Brexit: Winners and Losers of the falling pound
UK currency dropped over 12% after vote to leave the EU
- Full ramifications of referendum decision will be seen in years to come
- Exporters and domestic tourism likely to reap benefits while banks and small businesses set to suffer
The United Kingdom's unexpected decision to leave the European Union in last week's historic referendum has changed the social, political and economic situation of Britain, and much of Europe for the foreseeable future.
First and foremost, the decrease in the value of the pound has had severe ramifications for many, but could be cause for celebration amongst various groups.

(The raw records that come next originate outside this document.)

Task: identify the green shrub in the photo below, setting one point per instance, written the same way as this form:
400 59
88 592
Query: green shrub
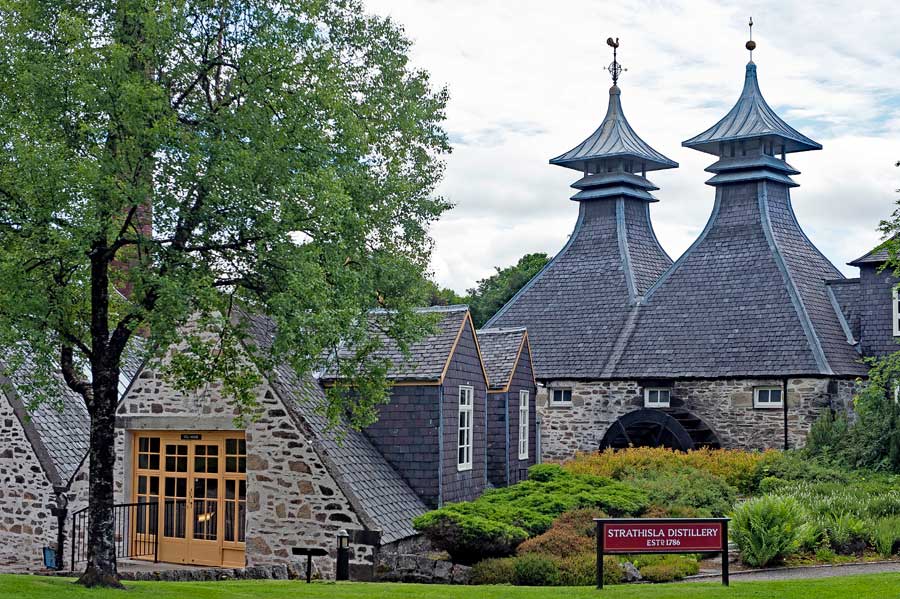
886 536
573 533
696 491
796 466
496 523
766 529
828 435
736 467
811 535
671 567
469 538
534 570
499 570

Who were likely to be the winners and losers from Brexit from a market perspective?
WINNERS
Domestic tourism
Barcelona's loss is Blackpool's gain. As many Brits will now be put off the idea of heading to sunnier European shores due to the possibility of having hundreds of euros less to spend, they may stay at home on holiday, boosting hotels and restaurants in Britain. Those from outside the UK will be also be more inclined to head to London or the Lake District for their summer trips.
UK exporters
Those selling their wares abroad stood to gain even as sterling got trounced. Recently, some central banks have cut interest rates to even below 0% in an attempt to weaken their currencies, although the United States has warned againt this as it could trigger a currency war.
Long-term investors
The changing patterns of supply and demand in the investment market combined with a high level of uncertainty will of course lead to volatility in the short term. However, retail funds were likely to come off badly in the short-term should demand for redemtions build-up rapidly, but many foreign buyers and high net worth individuals had the ability to wait out the storm, which should allow them to be more competitive in pricing, UBS said in a research report.
FTSE 100
The FTSE 250 index has borne the majority of selling, due to the more domestic-focused nature of its companies. The FTSE 100 however has more of a global reach, with its constituents benefitting more from overseas revenue streams.
Property market
It's almost certain that interest rates will continue to be low for a long time which will help to steady the property market, UBS said in the same report, unless the most adverse scenarios come to fruition. This may benefit some European markets, but yields for core assets are already at or below peak levels in most major cities. If yields in Europe do move in further, or even maintain their current level, "it is hard to see UK yields moving out significantly above their current level," according to the Swiss broker.
LOSERS
The economy
Although an increase in exports may well help to bridge the current trade deficit, the UK will experience a great loss in confidence from international investors, possibly restraining their investments in the UK. Also, it may be harder than one might think for the UK to try and negotiate trade deals on its own with the likes of China and Japan, JP Morgan pointed out to clients in a research report.
Food
Prices are expected to increase as the pound weakens, due to the large proportion of foodstuffs sourced from the European Union.
Banks
Shares of many big British banks have taken a severe beating given their exposure to the domestic UK economy and question marks around their ability to continue exporting their services to the Continent. Barclays shares are now down 42% year to date, while RBS has shed 48%. Quite a few challenger banks, in particular, are seen as leveraged bets on the housing boom.
London
As has been revealed this week already, many major institutions and companies are threatening to move business from the largest financial centre in Europe. The European Banking Authority is reportedly set to move to Paris or Frankfurt, and on Wednesday Vodafone said their global headquarters may be moved to the continent. The vote to leave is likely to hit financial and business services output and job creation across the UK, and there is now a strong possibility of many jobs being moved away from London.
UK investment markets
"Leveraged investors on floating interest rates are in theory exposed to a spike in rates, however at the time of writing there has not been a run on UK gilt yield," according to UBS. London is likely to see the most severe impact in the short term due to its dependence on foreign capital, and combined with the aforementioned pressure on retail funds, the investment market is likely to take a big hit.
Motorists
With oil being priced in US dollars, and with some experts predicting parity between the pound and the dollar by the end of 2016, the price of petrol will no doubt see a significant increase.
Small businesses
Uncertainty and volatility are not a good combination for those with smaller profit margins, and it could lead to many small businesses having to reanalayse their situations.
Homebuilders
In the very short-term, many uncertain buyers will have been scared off from property deals after Brexit and by the fall in the value pound, leading to a subsequent slowdown in house price gains. Shares in the sector have dropped by approximately two-fifths.